Giornata mondiale dei diritti delle persone con disabilità: che fine ha fatto quel Ministero?

Il 3 dicembre rappresenta un’occasione di visibilità per le esigenze di chi vive una condizione invalidante. Questa occasione permette di evidenziare ancora le carenze in termini di diritti e inclusione della società in cui viviamo, ancora distante da essere un luogo di piena partecipazione alla vita sociale di tutte e tutti.
 
Noi dell’ADI, che dell’inclusione abbiamo sempre fatto una bandiera, siamo costantemente vicini a tematiche complesse e sempre attuali come quella della disabilità per cui è attivo da due anni un gruppo di lavoro ad hoc. Proprio da questo osservatorio emerge come nella ricerca accademica i diritti e l’uguaglianza delle persone con disabilità siano ancora un lontano miraggio. L’accesso al dottorato di ricerca non prevede quote di riserva, né tantomeno i percorsi universitari successivi.
 
La risposta del Governo in carica è stata l’istituzione di un ministero ad hoc, peraltro senza portafoglio, con cui manifestare il proprio interesse sul tema. Il timore, che pare proprio inverarsi, è che l’operazione sia stata unicamente funzionale a mostrare un interesse sulla carta in luogo di un impegno sostanziale.

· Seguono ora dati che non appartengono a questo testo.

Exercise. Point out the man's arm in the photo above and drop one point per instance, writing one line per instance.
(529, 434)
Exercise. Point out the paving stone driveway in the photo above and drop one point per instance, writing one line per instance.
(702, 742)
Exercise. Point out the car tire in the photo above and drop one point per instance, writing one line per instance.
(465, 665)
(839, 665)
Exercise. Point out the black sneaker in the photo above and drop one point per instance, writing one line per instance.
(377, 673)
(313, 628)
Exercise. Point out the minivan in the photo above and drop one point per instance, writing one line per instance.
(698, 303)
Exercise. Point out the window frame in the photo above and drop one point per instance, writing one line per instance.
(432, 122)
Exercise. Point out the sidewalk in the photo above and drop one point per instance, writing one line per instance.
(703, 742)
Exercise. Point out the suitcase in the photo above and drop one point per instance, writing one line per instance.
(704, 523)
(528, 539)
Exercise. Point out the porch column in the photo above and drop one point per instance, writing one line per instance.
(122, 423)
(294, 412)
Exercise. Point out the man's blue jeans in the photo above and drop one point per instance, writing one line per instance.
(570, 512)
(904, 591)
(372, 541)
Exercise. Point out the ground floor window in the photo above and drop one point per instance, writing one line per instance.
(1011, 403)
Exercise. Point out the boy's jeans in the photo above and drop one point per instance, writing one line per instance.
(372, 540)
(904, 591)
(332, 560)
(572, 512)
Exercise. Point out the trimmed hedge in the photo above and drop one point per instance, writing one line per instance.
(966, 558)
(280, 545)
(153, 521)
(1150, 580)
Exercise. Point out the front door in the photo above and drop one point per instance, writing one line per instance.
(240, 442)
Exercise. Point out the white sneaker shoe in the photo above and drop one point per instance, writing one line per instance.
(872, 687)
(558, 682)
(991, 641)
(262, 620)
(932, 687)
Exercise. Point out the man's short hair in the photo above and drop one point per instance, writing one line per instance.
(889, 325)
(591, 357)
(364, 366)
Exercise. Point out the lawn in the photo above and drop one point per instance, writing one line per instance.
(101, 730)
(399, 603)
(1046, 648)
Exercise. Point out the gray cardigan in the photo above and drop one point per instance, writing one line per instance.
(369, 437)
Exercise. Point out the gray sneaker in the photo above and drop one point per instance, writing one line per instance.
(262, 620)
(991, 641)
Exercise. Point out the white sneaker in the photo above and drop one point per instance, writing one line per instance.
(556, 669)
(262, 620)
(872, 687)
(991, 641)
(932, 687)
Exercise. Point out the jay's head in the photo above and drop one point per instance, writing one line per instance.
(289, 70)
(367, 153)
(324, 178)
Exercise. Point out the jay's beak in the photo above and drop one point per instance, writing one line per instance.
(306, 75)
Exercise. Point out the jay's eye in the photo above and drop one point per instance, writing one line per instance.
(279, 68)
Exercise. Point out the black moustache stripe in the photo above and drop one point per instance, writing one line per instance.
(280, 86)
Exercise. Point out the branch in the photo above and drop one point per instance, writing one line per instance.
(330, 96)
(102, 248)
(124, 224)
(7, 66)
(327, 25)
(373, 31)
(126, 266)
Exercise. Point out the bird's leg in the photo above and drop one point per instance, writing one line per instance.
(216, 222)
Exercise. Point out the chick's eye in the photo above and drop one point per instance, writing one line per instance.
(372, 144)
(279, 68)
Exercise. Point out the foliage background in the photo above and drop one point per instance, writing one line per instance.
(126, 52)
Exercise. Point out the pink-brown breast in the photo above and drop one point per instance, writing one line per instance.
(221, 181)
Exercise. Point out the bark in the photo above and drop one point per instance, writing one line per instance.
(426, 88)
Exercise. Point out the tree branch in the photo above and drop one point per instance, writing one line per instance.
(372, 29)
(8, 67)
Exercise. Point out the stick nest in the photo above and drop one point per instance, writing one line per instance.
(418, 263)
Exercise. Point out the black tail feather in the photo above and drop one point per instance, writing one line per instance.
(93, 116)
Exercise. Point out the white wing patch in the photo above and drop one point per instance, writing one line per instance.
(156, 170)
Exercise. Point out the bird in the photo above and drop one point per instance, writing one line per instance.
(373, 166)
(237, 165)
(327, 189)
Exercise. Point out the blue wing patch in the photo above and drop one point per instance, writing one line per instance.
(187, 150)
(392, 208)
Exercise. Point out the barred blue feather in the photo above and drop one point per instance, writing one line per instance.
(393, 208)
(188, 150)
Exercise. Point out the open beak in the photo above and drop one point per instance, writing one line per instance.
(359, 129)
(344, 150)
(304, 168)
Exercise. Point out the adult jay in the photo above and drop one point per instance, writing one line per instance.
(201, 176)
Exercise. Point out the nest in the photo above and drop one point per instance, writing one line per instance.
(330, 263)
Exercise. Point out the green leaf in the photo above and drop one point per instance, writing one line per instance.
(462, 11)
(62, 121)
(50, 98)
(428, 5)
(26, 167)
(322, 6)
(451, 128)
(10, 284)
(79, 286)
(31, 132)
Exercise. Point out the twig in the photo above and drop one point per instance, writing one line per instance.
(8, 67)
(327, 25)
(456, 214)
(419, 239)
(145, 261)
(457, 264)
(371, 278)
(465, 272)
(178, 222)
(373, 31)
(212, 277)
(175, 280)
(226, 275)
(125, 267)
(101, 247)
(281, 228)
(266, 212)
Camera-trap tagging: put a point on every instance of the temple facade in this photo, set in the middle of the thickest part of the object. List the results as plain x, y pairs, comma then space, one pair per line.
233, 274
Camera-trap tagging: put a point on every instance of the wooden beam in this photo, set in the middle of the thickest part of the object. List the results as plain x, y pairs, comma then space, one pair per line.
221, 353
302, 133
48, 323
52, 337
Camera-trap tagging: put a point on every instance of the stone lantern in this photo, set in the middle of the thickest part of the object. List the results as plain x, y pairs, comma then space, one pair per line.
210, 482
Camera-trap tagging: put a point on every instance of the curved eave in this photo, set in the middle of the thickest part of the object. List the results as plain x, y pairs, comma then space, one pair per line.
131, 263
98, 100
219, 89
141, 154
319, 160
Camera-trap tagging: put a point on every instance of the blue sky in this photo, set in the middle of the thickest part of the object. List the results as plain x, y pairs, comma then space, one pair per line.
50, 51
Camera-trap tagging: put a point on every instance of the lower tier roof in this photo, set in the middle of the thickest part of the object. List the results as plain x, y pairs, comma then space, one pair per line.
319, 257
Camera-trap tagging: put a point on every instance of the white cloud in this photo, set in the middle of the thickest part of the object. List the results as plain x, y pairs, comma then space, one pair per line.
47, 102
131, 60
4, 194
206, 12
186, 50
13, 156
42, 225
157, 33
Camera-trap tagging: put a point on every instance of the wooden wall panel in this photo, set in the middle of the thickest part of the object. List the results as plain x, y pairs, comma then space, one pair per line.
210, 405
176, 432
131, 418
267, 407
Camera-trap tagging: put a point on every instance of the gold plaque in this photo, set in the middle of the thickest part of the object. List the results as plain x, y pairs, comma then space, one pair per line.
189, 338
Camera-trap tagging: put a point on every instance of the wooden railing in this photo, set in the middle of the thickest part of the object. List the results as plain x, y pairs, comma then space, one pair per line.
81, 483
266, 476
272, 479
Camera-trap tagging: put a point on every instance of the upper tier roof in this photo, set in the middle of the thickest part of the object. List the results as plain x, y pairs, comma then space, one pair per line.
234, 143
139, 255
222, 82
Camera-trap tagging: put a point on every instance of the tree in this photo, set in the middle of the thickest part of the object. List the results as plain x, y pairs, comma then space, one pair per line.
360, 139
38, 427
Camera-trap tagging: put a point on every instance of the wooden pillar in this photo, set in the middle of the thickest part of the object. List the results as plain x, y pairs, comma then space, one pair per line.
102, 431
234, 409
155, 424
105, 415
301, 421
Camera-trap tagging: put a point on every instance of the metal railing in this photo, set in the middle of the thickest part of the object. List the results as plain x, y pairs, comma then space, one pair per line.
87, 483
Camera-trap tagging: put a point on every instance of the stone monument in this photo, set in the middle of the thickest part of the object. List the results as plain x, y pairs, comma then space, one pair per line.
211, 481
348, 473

Riteniamo che tale ministero non solo non sia proficuo, ma che esista già nel ministero delle Pari Opportunità la sede dove dibattere e affrontare ogni tematica legata alla disabilità, al punto che questo nuovo dicastero si configura come un clone scevro da ogni contenuto di rilievo, oltre che esprimere già di per sé motivo di discriminazione verso questa fascia di cittadini.
 
L’Italia non ha per certo bisogno di un ministero ad hoc per la disabilità, quanto piuttosto di un coordinamento interministeriale, che vada a rimuovere barriere e sorgenti di discriminazione. Questo aspetto è divenuto particolarmente attuale in una crisi pandemica come quella che stiamo vivendo che rende più complessa la tutela dei diritti di ogni altra fascia della popolazione. Diritti che, citando Gino Strada, «devono essere di tutti, ma veramente di tutti. Altrimenti sarebbe meglio chiamarli privilegi».